Monday

2 Years To The Day ......

I can`t believe it`s 2 years since i had a trip to Australia . The time seems to have flown by so quickly !
My partner and i arrived on the 3rd November in Sydney , and we had 2 wonderful days , until we travelled down on the 5th nov , to see my sister , near Dapto . It had been 4 years since i last saw her , here in the UK . So it was a vey emotional reunion to say the least . To see her newly built home and surroundings , and her 2 children , who have grown up too fast !




Just a few of my favourite photos , as we took 300 of them !


The infamous Sydney Opera House ....







Looking down on Sydney , from the tower ...... i did not take this one , as i am afraid of heights !!









Travelling around The Blue Mountains , at Katoomba , Echo Point , and The Three Sisters .......









Upon walking around to the waterfall , tucked behind it , virtually hidden in the trees , we saw a house there ! What a view they must have had !! I loved it so much there , when we got back , i looked at properties to buy . And guess what ! ? The house that we saw , was for sale ...... With over a MILLION price tag !!










Some of the many 1920`s / 30`s homes at the seafront looking onto Bondi Beach ........









Gothic building at Melbourne ........



















Below is a photo of my younger sister , me and the kids ...... I`m on the right in case you were wondering Tammy !!
This was one of the last photos i took before we had to say the inevitable " goodbye " for who knows how long we`ll see each other again ......

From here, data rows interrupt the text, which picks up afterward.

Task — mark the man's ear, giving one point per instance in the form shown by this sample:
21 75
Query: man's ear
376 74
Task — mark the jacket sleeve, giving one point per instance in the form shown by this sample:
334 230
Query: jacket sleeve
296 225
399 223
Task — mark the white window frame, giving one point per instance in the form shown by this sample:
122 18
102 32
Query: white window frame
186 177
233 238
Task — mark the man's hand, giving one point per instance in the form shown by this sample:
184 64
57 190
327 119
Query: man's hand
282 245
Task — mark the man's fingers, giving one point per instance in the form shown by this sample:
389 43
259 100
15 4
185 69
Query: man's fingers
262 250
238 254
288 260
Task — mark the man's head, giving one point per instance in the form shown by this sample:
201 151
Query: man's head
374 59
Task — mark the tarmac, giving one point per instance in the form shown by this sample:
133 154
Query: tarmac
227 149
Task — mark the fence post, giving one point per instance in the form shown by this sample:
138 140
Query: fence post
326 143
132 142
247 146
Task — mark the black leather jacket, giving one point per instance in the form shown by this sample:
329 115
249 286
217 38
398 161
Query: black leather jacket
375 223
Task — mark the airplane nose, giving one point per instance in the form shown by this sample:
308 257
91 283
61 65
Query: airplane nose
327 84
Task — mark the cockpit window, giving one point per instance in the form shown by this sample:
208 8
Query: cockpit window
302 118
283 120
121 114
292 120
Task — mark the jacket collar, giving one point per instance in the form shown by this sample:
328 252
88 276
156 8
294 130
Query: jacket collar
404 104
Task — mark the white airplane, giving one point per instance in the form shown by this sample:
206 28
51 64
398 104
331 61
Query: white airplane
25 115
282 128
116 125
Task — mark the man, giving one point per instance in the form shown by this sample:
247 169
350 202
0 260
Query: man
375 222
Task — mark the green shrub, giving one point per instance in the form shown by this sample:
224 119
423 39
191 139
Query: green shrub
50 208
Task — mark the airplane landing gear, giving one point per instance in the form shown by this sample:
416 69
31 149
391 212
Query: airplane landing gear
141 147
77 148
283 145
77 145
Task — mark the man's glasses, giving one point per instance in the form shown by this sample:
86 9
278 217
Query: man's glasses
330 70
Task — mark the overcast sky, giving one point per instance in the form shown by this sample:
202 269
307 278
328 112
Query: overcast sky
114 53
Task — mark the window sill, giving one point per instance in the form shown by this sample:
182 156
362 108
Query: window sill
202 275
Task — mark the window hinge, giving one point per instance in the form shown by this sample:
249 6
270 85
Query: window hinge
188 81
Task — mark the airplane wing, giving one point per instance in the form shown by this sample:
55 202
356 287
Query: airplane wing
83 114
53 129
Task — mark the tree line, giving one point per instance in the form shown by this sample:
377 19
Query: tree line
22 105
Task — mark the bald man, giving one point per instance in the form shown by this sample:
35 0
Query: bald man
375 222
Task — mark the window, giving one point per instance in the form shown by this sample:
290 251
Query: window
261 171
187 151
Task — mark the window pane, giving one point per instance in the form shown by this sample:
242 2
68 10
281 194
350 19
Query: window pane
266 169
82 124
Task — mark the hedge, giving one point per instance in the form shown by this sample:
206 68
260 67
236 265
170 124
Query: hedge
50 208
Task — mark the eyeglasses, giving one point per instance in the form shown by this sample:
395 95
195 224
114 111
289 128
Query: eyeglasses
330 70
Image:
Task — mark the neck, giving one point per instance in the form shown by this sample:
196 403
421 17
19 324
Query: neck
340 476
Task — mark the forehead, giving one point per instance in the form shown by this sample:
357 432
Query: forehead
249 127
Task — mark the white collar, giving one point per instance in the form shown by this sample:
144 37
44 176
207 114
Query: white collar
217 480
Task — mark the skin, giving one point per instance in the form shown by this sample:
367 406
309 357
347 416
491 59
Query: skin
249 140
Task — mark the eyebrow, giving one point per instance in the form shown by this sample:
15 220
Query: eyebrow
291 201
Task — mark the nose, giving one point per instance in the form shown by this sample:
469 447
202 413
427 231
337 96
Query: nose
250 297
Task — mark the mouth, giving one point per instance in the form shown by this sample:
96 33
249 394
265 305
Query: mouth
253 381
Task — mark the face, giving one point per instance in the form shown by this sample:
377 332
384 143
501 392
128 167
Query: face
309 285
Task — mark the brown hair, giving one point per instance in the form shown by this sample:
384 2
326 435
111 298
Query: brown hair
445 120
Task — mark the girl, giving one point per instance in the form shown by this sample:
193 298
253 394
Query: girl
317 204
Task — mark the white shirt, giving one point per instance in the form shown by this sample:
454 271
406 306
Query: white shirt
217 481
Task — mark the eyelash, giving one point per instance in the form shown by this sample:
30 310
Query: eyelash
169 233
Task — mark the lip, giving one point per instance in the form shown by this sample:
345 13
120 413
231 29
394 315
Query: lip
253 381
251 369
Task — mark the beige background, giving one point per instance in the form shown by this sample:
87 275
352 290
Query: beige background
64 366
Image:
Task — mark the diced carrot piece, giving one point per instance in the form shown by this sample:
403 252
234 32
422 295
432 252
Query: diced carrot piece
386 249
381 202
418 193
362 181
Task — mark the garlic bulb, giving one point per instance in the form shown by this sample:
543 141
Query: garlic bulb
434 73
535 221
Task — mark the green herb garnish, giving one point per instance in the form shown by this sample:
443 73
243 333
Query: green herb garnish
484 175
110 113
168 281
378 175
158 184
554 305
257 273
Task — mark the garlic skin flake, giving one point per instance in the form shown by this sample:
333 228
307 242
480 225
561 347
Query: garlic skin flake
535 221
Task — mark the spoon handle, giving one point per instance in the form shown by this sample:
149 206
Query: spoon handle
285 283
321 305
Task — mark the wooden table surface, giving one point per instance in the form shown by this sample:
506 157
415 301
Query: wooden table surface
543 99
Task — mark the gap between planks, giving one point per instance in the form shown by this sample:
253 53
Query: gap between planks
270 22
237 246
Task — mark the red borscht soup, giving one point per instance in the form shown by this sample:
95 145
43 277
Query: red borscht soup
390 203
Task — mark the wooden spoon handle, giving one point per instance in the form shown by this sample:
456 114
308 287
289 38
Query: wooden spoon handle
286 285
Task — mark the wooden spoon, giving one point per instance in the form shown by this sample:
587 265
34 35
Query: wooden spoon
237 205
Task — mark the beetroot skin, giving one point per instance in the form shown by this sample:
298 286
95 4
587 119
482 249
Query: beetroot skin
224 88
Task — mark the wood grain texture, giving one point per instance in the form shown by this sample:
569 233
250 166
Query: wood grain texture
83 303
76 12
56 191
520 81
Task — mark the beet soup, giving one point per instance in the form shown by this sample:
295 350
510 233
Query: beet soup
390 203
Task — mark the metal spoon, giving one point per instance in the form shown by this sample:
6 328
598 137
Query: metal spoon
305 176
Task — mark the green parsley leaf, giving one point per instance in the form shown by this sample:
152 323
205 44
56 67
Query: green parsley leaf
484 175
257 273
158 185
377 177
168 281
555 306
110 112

I have done this post as a tribute for my sister ..... why , you may ask ?
Because , no she hasn`t died , but because she was diagnosed with cervical cancer at only 38 .
May 17th this year , is a date that is etched on my mind .... I was standing at the bus stop , and got a text from her saying ... bad news i have cancer ....... My world fell apart , and i stood there crying .............. That day was a daze , and since then it has been a constant worry that she will have successful treatment for it . On June 20th , she had to have a radical hysterectomy , including lymph nodes removed , as it may have spread there too . Because i`m so far away to see her in person , and give emotional support ..... i have some guilt at not being there for her . Even though my parents now have emigrated there as well , i felt "alone " . I can`t even begin to imagine what she has been through , although we talk on the telephone , it`s not the same as seeing them in the flesh ....
What makes me even more angry is the way it came about ....... Over in Australia , they have smears at 2 yearly intervals , unlike here , ours is 3 yearly . The cancer that my sister got was cin stage 3 , which takes 5 to 7 years to develop . So how can someone miss this ???
Someone has done a serious mistake out there , and my sister is paying the price .....
Then last week , another text came from her , they have found something on her liver now ........ Blood tests have been done so far ..... if anything shows on those , like a tumour , she has to have an MRI scan , then they decide on what to do at a later date . I`m not sure what the future holds for our family , but i hope that things will improve and that my sister will have her health back , she deserves it .
So please , all you women out there , get a smear done ! Forget about the embarrassment factor , it could save your life !!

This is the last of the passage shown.